Mark Hammond has been working on the topic as well and we need to synchronize our efforts next, but the general idea we've discussed and we'll use is to record a session that occurs with the real servers, dump it in a file, then allow the tests to reuse the recorded session instead of calling the real server again. This also needs to be done through a real TCP call to a third party server, and not mocked in Python, for a realistic behavior.

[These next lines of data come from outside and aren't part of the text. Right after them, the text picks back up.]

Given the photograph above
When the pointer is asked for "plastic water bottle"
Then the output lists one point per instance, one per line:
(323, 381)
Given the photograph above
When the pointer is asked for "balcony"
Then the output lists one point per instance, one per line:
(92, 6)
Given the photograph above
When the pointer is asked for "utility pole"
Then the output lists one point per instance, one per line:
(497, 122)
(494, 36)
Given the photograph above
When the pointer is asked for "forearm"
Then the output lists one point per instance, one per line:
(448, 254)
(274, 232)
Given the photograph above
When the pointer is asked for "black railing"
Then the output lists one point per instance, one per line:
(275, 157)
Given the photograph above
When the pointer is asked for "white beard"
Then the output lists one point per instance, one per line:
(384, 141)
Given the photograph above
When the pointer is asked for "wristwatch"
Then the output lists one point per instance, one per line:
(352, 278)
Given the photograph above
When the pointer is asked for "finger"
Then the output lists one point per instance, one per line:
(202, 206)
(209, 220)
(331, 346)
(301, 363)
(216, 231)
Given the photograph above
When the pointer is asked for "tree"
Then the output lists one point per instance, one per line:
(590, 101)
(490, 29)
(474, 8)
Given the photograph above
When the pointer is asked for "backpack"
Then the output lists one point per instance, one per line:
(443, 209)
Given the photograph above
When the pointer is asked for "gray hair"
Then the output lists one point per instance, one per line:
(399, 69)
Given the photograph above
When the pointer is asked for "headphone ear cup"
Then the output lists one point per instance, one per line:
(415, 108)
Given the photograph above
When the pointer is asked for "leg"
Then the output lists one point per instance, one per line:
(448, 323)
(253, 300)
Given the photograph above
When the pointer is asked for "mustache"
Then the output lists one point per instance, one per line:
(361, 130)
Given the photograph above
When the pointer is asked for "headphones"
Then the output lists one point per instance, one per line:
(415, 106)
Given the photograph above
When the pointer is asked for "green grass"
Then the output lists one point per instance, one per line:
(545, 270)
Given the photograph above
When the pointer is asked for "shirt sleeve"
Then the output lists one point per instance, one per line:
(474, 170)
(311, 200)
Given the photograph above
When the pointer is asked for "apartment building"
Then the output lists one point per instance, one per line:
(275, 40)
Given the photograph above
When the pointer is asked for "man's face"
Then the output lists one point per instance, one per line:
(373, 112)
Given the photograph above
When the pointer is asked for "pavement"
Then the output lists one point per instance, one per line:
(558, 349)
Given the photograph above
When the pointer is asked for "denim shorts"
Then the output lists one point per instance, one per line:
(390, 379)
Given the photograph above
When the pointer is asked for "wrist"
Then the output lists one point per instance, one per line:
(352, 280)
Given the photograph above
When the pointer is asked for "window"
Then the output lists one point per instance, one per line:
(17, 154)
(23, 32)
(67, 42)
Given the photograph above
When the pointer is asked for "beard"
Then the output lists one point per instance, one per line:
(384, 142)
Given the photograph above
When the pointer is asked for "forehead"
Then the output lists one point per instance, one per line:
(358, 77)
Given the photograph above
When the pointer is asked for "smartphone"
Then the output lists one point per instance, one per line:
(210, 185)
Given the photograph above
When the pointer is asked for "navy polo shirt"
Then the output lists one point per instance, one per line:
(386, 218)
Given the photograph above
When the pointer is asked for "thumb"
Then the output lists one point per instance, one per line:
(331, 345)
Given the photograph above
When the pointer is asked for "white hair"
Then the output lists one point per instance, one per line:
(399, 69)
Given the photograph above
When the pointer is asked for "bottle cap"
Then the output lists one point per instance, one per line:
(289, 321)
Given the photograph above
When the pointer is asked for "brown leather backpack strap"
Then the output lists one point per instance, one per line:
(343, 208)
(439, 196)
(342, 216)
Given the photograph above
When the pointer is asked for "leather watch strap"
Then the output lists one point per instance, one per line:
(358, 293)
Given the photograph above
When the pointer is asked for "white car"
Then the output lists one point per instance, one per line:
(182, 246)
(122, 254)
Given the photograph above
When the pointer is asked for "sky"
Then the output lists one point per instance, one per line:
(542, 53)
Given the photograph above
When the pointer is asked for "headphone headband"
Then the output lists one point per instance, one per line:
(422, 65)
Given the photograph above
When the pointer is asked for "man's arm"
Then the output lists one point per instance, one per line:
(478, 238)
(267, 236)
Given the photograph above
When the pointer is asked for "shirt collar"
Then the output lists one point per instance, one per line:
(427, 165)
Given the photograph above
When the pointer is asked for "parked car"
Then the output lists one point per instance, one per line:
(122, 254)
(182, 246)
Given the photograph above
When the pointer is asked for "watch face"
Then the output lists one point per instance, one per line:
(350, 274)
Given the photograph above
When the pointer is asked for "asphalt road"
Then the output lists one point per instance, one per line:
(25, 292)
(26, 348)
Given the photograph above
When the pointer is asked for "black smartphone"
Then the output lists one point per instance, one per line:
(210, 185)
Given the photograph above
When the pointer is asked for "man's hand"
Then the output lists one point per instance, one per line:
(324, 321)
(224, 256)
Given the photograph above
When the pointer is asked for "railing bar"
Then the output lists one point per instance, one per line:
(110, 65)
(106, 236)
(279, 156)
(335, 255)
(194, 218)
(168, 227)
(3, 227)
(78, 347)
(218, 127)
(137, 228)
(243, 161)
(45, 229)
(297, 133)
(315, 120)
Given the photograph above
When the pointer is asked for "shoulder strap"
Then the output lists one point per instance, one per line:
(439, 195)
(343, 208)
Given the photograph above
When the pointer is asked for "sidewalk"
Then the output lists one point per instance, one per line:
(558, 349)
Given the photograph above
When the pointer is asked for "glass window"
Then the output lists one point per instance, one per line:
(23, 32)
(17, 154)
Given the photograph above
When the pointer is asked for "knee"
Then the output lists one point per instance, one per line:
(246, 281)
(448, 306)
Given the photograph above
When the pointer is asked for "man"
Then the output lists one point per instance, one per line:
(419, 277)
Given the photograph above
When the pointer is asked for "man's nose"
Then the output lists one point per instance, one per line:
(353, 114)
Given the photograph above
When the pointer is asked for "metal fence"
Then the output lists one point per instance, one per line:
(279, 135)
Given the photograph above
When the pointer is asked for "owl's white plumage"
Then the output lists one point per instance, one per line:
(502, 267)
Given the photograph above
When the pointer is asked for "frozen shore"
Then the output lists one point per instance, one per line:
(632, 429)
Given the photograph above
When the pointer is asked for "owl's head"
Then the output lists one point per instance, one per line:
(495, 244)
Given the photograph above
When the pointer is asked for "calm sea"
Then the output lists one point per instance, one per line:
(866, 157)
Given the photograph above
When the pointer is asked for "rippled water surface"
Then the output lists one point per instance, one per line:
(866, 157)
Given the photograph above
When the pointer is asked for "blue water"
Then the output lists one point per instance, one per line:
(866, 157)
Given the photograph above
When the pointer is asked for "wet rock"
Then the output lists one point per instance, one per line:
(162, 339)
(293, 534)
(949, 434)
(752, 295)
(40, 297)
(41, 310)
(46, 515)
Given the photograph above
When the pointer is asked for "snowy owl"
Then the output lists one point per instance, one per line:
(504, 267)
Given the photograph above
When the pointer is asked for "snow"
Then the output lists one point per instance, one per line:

My first take on this is a simple proxy called recproxy which is a new version of my previous proxy. You can use it like this:
class TestSendController(unittest.TestCase):

    @recproxy('https', 'twitter.com', 'test_send.rec')

    def test_send(self):

       ....

This proxy does the following:
- A proxy server is launched on the localhost - Any call via urrlib2 which destination is https://twitter.com/xxxx is intercepted and sent to the local proxy - The local proxy reads the test_send.rec file that contains request/response pairs. If a request in that file corresponds to the request, the response is returned.

Of course, this means that the test_send.rec has to be created first. To do it, all you have to do is to run the tests with a PROXY environment variable set to 1. This will call the proxy server, but instead of returning values found in the file, it will proxy the requests to the real server and record the responses into the file.

Since we want to share the recorded files and obfuscate sensitive data, you can replace those data by XXX in the file. The proxy will match the incoming requests using a regular expression that will replace XXX by anything.

Here's an example of such a rec file:
POST /statuses/update.json HTTP/1.1

Accept-Encoding: identity

Connection: close

Content-Length: XXX

Content-Type: application/x-www-form-urlencoded

Host: localhost:65535

User-Agent: Python-urllib/2.6



oauth_consumer_key=XXX&oauth_nonce=XXX&oauth_signature_method=HMAC-SHA1&oauth_timestamp=XXX&oauth_token=XXX&oauth_version=1.0&status=%20http%3A%2F%2Fwp.me%2FpgWjI-7X&oauth_signature=XXX

====

200 OK

Content-Type: application/json; charset=UTF-8

Content-Length: 11



{"id": 123}

=======

This is basically a mock of a successful status update. And since the proxy works as a test function decorator, you can create records for bad behaviors as well, when you are fixing a bug that happens when there's a unexpected answer from the third party server.

You can also mock several servers (like bit.ly and twitter) by simply adding more decorators to the function.

The recproxy code is here. It's still an early version and will probably evolve a lot.

What's planned

In the next weeks we will continue to work on the architecture for F1, and also add more tests with Mark & Shane.

I am looking forward to synchronize my testing work with what Mark has done. Also, I'll probably make the proxy tool a lib, because that's what we want to use in other projects.